Batching, MoE, and Non‑Determinism
- Core explanation: large batches let providers amortize memory reads and keep tensor cores busy; this is crucial for MoE models, where only a subset of experts fire per token.
- At small batch sizes (typical for local/single‑user), MoE loses much of its efficiency advantage, leading to poor FLOP utilization and high cost per token.
- Several comments clarify that:
- Attention and KV cache behave differently from dense MLP parts for batching.
- Non‑determinism can arise from different kernel choices, parallelism, and MoE routing sensitivity to batch layout, even with fixed seed and temperature.
- Requests in a batch should not semantically leak into each other, though some worry about this as a theoretical attack or implementation bug.
Local vs Cloud Inference
- Running DeepSeek V3/R1 locally is seen as “expensive” mainly due to memory needs (hundreds of GB) and multi‑GPU requirements for good speed.
- Some users run quantized variants on high‑RAM CPU servers (e.g., EPYC/Xeon with 256–768 GB RAM) at 7–10 tokens/s, acceptable for personal use but much slower than cloud and with limited context.
- Others argue CPU‑only is poor “bang for buck” once prompts get large; a single strong GPU with a smaller dense model (e.g., ~20–30B) often yields a better interactive experience.
- Apple Silicon and high‑HBM AMD GPUs are discussed as interesting fits for MoE and large models, but AMD’s software/driver maturity is heavily debated.
Privacy, Safety, and Propaganda Concerns
- One participant claims ChatGPT exposed private GitHub repo contents; others strongly suspect hallucination and demand evidence.
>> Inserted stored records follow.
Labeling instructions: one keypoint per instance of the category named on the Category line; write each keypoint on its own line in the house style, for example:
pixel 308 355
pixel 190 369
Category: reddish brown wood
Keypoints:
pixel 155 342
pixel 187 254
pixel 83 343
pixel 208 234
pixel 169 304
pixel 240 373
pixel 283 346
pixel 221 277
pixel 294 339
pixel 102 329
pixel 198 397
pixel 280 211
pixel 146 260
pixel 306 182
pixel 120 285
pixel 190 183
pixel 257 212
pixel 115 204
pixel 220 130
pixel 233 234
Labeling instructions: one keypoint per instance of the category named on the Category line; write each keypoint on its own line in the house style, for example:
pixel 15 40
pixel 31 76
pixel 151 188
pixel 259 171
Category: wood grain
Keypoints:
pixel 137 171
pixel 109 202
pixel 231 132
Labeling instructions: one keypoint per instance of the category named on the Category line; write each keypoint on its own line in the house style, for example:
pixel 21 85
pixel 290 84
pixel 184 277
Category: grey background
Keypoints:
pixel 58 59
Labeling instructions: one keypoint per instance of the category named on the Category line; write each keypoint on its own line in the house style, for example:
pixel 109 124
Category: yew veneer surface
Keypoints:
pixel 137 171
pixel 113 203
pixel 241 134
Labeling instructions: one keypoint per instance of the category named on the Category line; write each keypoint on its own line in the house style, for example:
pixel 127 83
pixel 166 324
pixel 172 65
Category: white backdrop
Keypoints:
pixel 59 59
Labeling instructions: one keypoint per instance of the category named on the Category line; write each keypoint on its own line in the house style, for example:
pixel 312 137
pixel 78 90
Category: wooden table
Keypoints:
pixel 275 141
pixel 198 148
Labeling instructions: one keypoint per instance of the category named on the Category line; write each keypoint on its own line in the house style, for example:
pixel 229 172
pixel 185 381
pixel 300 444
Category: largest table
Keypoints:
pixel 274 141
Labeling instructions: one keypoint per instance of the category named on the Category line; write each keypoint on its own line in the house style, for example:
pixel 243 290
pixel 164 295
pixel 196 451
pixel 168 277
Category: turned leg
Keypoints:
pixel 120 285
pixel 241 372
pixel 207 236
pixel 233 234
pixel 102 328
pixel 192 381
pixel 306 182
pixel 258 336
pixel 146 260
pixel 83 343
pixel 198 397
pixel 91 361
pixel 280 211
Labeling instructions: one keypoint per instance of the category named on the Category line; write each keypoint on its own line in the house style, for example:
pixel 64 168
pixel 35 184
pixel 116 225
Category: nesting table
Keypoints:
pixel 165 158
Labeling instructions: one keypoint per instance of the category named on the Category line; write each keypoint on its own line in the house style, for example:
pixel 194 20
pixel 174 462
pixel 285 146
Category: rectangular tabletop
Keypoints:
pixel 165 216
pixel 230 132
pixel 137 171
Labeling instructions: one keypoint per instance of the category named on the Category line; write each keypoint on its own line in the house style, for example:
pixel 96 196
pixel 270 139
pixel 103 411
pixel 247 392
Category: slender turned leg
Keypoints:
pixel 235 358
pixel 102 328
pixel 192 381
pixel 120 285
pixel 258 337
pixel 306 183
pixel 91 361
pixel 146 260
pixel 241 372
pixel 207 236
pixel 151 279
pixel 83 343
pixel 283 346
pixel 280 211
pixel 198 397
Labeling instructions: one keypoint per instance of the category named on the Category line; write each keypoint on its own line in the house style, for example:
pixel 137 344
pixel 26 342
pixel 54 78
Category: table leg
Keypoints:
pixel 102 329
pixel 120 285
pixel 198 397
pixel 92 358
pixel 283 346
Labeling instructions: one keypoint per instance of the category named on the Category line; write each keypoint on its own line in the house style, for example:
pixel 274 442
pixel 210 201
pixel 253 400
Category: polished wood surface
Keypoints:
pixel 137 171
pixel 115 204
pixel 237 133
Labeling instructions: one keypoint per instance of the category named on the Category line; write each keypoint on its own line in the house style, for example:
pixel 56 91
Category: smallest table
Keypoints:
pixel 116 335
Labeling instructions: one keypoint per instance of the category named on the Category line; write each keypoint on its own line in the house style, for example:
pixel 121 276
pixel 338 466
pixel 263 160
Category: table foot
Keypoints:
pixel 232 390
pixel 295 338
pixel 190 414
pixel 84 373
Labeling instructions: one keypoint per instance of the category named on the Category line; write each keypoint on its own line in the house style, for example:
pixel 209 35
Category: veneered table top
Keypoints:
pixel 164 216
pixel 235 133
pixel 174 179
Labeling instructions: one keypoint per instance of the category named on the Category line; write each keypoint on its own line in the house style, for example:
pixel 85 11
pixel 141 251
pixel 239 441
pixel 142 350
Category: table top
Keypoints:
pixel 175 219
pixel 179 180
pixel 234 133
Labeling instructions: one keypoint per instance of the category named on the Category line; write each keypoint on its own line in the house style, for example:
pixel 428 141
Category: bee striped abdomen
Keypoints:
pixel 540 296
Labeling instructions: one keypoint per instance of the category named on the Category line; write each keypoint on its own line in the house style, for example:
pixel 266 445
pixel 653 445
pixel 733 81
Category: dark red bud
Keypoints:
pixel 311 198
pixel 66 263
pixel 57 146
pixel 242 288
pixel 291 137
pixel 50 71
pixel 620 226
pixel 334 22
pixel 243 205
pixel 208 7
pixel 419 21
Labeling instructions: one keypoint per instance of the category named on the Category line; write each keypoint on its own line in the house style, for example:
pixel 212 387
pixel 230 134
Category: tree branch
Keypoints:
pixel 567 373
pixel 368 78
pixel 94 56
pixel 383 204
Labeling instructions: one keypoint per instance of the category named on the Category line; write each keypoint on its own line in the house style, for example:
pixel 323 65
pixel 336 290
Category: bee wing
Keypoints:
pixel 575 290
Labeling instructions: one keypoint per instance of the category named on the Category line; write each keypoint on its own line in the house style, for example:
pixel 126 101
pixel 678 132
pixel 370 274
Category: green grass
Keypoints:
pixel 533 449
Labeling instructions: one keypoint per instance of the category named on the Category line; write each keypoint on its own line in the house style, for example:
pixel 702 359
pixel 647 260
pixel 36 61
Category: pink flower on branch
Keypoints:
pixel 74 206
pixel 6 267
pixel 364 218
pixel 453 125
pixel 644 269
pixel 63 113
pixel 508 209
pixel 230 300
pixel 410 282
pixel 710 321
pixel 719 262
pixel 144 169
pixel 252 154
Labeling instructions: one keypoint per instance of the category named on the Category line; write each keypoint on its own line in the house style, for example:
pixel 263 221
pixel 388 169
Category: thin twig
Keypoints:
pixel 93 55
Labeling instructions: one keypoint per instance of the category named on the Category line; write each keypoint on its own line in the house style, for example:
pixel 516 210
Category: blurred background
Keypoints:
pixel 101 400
Alleged behavior is described as serious if true but unverified.
- DeepSeek is reported by one user to enthusiastically support violent prompts framed in a revolutionary‑socialist context, raising concerns about state‑aligned propaganda and asymmetric safety tuning.
- Broader worry that all LLMs will be powerful political‑messaging tools, regardless of country of origin.
Economics and “Rent‑Seeking” Debate
- Some compare per‑token billing to telecom “minutes,” calling it extractive; others counter that huge capex and opex make this straightforward cost recovery, not rent‑seeking.
- General expectation that current low prices are introductory and may rise once usage is entrenched and training costs grow.